As good as it gets… or something

28 Sep

So the transfer went well this morning. As good as it gets was a phrase that was mentioned. My uterus was positioned perfectly, my bladder was just the right amount of full, my cervix was cooperative, the practice catheter and the actual catheter both went in perfectly, the embryos survived the thaw and looked really good, and yeah. The transfer went well this morning.

And ever since, all day long, I’ve been parked on the daybed in the office, trying not to freak out. I napped, I worked, I watched Bill Cunningham New York. I even listened twice to Circle+Bloom’s transfer day track.

I’m still freaking out. I realized this in the car on the way to the city, before the transfer. I dropped my water bottle in the garage and the top popped off, spilling water everywhere. Then we were running late and DH started speeding and driving aggressively. Everything felt so tense and I felt the tears starting and was sure it was all a sign that everything would go wrong, or would perhaps all be the cause of everything going wrong but somehow, some way, everything would go wrong.

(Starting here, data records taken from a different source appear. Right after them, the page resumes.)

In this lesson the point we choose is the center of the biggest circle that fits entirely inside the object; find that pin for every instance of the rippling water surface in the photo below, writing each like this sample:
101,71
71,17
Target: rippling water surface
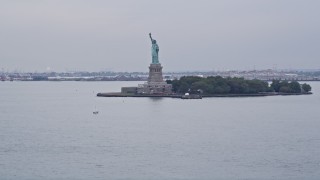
48,131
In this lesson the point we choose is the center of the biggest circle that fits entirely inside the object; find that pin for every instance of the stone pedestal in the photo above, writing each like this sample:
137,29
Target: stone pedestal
155,84
155,73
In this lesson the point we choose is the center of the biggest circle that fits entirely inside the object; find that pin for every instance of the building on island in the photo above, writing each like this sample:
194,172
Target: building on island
155,83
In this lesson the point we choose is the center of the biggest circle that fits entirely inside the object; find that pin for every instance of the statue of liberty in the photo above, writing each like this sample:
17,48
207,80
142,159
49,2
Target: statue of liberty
154,50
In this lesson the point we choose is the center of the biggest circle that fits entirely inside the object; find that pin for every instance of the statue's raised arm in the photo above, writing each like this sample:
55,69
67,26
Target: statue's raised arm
150,37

The fact that the transfer went so right didn’t really matter. Everything went super right with my IVF cycle, supposedly. Look where that got me. I realized that I’m actually really, really scared of this failing too. Which is a different thing from hoping it will work. I’ve been so focused on moderating my hope level that I forgot to address my fear level.

I’ve decided not to put ANY kind of stock in symptoms. I did way too much of that last time.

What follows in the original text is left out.